Mapping, modelling and mitigating schistosomiasis risk in seasonal rice agriculture landscapes

dr. N.C. Starkloff  (IBED)

Rice agriculture enhances food security and climate change resilience, with the unfortunate consequence of creating the perfect habitat for waterborne tropical diseases, e.g., schistosomiasis has an infection cycle facilitated by aquatic snails. Rice farmers experience increased schistosomiasis risk, yet it is unclear what characteristics of rice fields promote this risk. To address this knowledge gap, we use field, laboratory, mathematical and social science approaches to evaluate the seasonal risk of schistosomiasis across the rice paddy landscape in northwestern Tanzania. These data will be used to co-design interventions combating schistosomiasis transmission in collaboration with farming communities to ensure success and sustainability.

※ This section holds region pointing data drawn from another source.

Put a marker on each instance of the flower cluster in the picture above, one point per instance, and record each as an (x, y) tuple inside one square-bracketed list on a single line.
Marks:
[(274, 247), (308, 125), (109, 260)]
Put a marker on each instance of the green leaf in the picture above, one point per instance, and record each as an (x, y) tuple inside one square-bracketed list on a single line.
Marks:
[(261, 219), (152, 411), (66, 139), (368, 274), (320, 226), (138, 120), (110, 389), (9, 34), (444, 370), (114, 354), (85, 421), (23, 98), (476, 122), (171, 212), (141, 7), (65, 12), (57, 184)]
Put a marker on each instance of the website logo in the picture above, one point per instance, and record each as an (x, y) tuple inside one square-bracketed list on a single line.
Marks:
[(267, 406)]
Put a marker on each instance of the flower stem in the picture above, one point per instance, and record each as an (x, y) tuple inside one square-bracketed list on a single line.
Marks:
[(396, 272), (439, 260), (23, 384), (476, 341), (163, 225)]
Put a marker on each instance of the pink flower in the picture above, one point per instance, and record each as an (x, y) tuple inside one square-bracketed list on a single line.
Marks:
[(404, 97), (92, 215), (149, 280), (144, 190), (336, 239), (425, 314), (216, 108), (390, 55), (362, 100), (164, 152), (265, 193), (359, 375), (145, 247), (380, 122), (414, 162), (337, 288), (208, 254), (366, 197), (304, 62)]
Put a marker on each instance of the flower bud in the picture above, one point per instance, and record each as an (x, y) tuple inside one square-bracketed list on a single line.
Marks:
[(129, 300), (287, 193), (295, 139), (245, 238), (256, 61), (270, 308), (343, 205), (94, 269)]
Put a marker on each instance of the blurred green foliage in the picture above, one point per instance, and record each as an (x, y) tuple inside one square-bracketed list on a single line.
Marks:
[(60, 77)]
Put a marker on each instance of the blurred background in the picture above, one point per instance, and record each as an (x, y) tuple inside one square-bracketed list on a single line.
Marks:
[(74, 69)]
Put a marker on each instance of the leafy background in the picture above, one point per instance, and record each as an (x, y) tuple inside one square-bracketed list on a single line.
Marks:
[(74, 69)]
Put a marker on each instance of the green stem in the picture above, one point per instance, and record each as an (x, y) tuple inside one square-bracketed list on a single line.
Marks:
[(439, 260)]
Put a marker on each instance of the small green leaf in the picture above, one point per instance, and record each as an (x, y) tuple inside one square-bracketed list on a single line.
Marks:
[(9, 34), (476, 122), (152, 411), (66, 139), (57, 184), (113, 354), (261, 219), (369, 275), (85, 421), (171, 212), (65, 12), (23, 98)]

When a Higgs boson meets a top quark

prof. dr. M. Vreeswijk & prof.dr. W. Verkerke (IoP/Nikhef)

In the coming years, the LHC at CERN provides three times the number of collisions we have now. This allows us to study nature at the femto-meter scale where quantum-interactions are described Standard Model (SM) of Particle Physics. We focus on collisions in which Higgs bosons or top quarks are produced, together with a Z boson, which are the most heaviest particles known today. We develop a new deep-learning Transformer technique to combine the measurements of these processes that will optimize the sensitivity to our search for physics beyond the SM, described by the framework of Effective Field Theory.